The park has a small deli and a visitor’s center – otherwise, you are free to roam the grounds. It was pretty warm so Ellen stayed behind while I scaled the steps to the Citadel, the highest spot on the grounds. It was a tough walk only because the wind was directly in my face (like holding your head outside a speeding car).
The long walk up
The Citadel at Brimstone Hill Fortress
The Citadel contains a courtyard looking into several rooms once used by the soldiers stationed here. It also has a number of cannons aimed out over the Caribbean.
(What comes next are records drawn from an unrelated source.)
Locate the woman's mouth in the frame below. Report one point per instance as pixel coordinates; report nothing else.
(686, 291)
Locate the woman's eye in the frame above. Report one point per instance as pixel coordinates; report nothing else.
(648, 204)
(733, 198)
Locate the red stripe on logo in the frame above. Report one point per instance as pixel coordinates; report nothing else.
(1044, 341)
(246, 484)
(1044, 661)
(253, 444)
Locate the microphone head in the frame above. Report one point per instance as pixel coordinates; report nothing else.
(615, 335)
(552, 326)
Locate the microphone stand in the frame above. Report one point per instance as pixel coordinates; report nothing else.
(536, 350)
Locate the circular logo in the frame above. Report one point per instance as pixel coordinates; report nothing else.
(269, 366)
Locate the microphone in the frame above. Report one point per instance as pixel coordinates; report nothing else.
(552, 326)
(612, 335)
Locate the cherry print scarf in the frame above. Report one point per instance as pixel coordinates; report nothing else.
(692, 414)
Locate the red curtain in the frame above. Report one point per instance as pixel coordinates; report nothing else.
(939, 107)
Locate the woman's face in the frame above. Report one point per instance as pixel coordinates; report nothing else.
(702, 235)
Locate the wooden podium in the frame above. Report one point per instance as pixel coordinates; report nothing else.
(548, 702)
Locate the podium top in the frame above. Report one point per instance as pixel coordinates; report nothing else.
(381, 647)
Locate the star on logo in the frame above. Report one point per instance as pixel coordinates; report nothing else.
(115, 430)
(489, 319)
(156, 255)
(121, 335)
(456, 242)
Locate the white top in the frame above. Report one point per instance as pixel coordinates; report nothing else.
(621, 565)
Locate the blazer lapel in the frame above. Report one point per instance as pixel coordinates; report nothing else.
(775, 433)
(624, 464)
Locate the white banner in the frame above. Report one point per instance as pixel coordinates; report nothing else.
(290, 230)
From the top, you can see everything including a nearby island.
Cannons and Island in the distance
Caribbean Coastline and Island
Looking back down toward the visitor’s center, I played “Where’s Ellen?” – Can you spot her?
Being hot and humid, it was time to try one of the local beers – this time is was Caribe (named after the indigenous people decimated by the Spanish Explorers)
Beating the heat with Caribe Beer
After the bus barely squeezed through the archway out of the Brimstone National Park, we drove a little inland to the Romney Manor. Romney Manor was originally owned by Samuel Jefferson, the great great great grandfather of Thomas Jefferson, and run as a sugar plantation.
Sugar Processing Equipment at Romney Manor
Today, it consists of beautiful grounds and a showplace for native fabric manufacture (Batik). One special tree is the Saman Tree, which is 350 years old.
Romney Manor is also home to Caribelle Batik, a company that specializes in unique designs and a time tested method of dyeing cotton.
Batik cloth drying in background
This was the last stop and the bus headed back to the pier. It was an interesting and picturesque excursion.
Talk number 4 - “DNA Testing: Secrets of the Royal Families” was scheduled at 4:30 PM in Celebrity Central. Since the ship pushed at 4:00 PM, this time slot didn’t give people much time to get back on the ship, get cleaned up, and into the talk. When I arrived, there were just about 10 people. By the time the talk started, about 175 attendees filled the place. The talk went well – the audience was engaged.
After the talk, off to dinner at the Silhouette Dining Room. We caught Max later in the evening.